Data Mining has emerged at the confluence of machine learning, statistics, and databases as a technique for discovering summary knowledge in large datasets. This course introduces students to the process and main techniques in data mining, including association rule learning; classification approaches such as inductive inference of decision trees and neural network learning, clustering techniques, and research topics such as inductive logic programming / multi-relational data mining and time series mining.
The emphasis will be on algorithmic issues and data mining from a data management and machine learning viewpoint, it is anticipated that students interested in additional study of data mining will benefit from taking offerings in statistics such as Stat 598M or Stat 695A. It is probably not appropriate for students who have taken ECE 632.

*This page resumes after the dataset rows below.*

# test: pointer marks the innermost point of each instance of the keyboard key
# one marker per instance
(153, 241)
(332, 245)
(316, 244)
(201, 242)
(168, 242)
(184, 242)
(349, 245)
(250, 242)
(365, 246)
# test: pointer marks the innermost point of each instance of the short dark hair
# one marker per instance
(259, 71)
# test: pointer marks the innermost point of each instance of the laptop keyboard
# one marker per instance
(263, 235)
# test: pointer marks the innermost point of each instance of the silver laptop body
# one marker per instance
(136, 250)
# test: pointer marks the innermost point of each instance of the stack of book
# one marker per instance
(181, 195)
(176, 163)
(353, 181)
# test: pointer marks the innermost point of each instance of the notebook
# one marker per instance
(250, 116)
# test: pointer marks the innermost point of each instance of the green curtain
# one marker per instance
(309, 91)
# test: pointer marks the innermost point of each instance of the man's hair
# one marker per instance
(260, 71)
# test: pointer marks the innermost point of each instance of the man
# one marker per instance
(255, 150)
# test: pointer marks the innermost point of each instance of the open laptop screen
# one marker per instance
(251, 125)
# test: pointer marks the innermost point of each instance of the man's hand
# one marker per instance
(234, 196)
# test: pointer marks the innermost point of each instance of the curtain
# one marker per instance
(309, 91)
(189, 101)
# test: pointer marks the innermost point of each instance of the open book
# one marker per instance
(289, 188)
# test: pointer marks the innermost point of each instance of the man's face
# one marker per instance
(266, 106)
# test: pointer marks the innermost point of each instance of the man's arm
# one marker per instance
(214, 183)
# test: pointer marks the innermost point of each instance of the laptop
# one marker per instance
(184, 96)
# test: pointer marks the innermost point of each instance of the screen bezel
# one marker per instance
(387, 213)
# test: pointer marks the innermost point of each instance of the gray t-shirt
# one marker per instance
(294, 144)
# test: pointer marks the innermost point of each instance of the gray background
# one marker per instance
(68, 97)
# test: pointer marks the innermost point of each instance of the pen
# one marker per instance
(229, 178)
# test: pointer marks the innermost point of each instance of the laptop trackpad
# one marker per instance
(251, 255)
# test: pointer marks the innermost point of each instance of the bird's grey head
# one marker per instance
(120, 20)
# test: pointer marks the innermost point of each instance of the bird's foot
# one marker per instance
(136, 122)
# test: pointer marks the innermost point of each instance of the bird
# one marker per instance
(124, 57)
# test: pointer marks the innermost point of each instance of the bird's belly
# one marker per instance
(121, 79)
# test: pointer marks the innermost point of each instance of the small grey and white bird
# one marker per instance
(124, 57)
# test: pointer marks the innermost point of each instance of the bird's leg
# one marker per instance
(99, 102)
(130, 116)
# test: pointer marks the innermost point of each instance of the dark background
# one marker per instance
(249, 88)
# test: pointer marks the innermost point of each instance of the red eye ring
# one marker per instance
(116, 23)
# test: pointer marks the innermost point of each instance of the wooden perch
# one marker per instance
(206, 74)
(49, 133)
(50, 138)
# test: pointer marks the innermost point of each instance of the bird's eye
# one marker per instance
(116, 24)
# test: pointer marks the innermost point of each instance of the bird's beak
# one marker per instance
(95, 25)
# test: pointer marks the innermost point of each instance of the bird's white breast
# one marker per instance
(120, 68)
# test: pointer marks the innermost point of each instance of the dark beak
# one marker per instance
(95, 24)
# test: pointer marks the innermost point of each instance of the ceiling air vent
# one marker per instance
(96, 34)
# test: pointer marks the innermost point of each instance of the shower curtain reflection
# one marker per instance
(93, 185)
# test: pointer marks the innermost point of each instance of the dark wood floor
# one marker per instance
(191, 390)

Please send questions to the course newsgroup
purdue.class.cs590d.
This should be used for most questions. If you have something
you don't want made public, send it to
.
Critical announcements will be made via the
course mailing list.
We will be using
WebCT Vista
for recording and distributing grades.
For now, Professor Clifton will not have regular office hours. Feel free to drop by anytime, or send email with some suggested times to schedule an appointment. You can also try H.323/T.120 desktop videoconferencing (e.g., SunForum, Microsoft NetMeeting.) You can try opening an H.323 connection to blitz.cs.purdue.edu - send email if there is no response, and I'll start it up if I'm in.
Undergraduate-level expertise in database, algorithms, and statistics; Java programming experience. Students without this background should discuss their preparation with the instructor.
Students from outside Computer Science should send me email explaining why they feel they meet the prerequisites, or come talk to me. When I've approved that I feel you meet the prerequisites, I'll send email, then you can follow the information on non-CS students registering for CS courses to register.
Pang-Ning Tan, Michael Steinbach, and Vipin Kumar, Introduction to Data Mining, Addison-Wesley, 2006. ISBN 0-321-32136-7.
This will be supplemented with readings from the current research literature.
You might also find the following useful if you find on-line documentation
hard to follow (it is the companion book to
WEKA,
which will be used for course projects):
Ian H. Witten and Eibe Frank,
Data Mining:
Practical Machine Learning Tools and Techniques, Second Edition,
Morgan Kaufmann Publishers,
June 2005. 560 pages. ISBN 0-12-088407-0.
Evaluation will be a subjective process (see my grading standards), however it will be based primarily on your understanding of the material as evidenced in:
Exams will be open note / open book. To avoid a disparity between resources available to different students, electronic aids are not permitted.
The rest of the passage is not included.